Actualidad

"Va a saber quién es Alba", dijo antes de matar al novio

Los jóvenes llevaban más de 3 años conviviendo y tienen un hijo.

Los ojos de Alba Mareco Ayala (18) se encendieron como brasas al ver a su pareja Osmar Antonio Ramos Zaracho (22) hablando con dos chicas desconocidas en la piscina.

La pareja oriunda de Hernandarias, Alto Paraná, fue a pasar el sábado en un balneario, pero los celos de Alba cambiaron el rumbo de los planes.

Tras una pelea, la joven exigió a Osmar regresar de inmediato a la casa donde llevaban conviviendo más de tres años.

En el camino, la moto en la que la viajaban quedó atrapada en el barro. En el esfuerzo por salir ambos cayeron al lodo y el caño de escape del biciclo les quemó en la pierna.

Osmar Antonio Ramos Zaracho.jpg

El accidente causó más discusiones y Osmar decidió seguir el camino solo. Alba llegó a la casa caminando y consumida por la ira, pero no encontró a su concubino así que salió a buscarlo.

“Alba llegó a casa con un machete en la mano y me dijo que iba a matar a mi hermano porque hace tiempo es kuñasero (mujeriego)”, manifestó Liz Noelia Ramos, en entrevista a Noticias Py.

Liz no tomó en serio las palabras de su cuñada y la ignoró por completo. La familia ya estaba acostumbrada a las peleas entre ambos. Unas horas después, los vecinos del asentamiento San Isidro le avisaron que Osmar había sido apuñalado por su propia novia.

Con una profunda herida en la espalda, en la mano y otra a la altura del pecho, el muchacho fue asistido en el Hospital de Trauma de Ciudad del Este, pero falleció al rato.

Los testigos indicaron que Alba lo atacó con un cuchillo de cocina. Habría sido ayudada por su hermana de 16 años y un joven que no fue identificado. Estos sujetaron a la víctima para que no pueda defenderse.

Los supuestos delincuentes huyeron a bordo de un automóvil tipo furgoneta.

El fiscal Alfredo Acosta Hey allanó la vivienda, pero no encontró el arma homicida ni pistas sobre el paradero de la supuesta autora.

Mucha violencia

Doña Florentina Ayala, mamá de la supuesta homicida, reveló un antecedente de violencia, de consumo de alcohol y marihuana.

“Este es un problema familiar largo.
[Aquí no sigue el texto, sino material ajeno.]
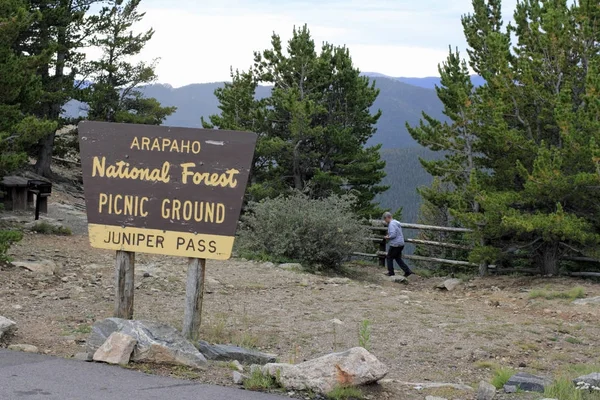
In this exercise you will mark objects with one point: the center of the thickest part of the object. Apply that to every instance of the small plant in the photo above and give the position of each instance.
(46, 228)
(258, 380)
(319, 233)
(563, 389)
(486, 365)
(573, 340)
(364, 334)
(83, 329)
(7, 239)
(501, 376)
(574, 293)
(345, 393)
Solo Dios sabrá lo que pasó el sábado, pero ya empezó muchos años antes”, dijo la señora. Florencia señaló que ambos eran muy celosos, tanto que llegaban a los golpes por revisarse el celular. “Cuando tomaban juntos enseguida ya se peleaban, se rompían el celular por cualquier mensajito” expresó.

La doña señaló que más de una vez salió corriendo de madrugada para buscar a su hija, porque ella le pedía auxilio. “Hay una denuncia por violencia y el muchacho no tenía que acercarse, pero se reconciliaron otra vez”, aseguró.

Un niño de 1 año, hijo de ambos, quedó a cargo de la familia de la víctima de homicidio.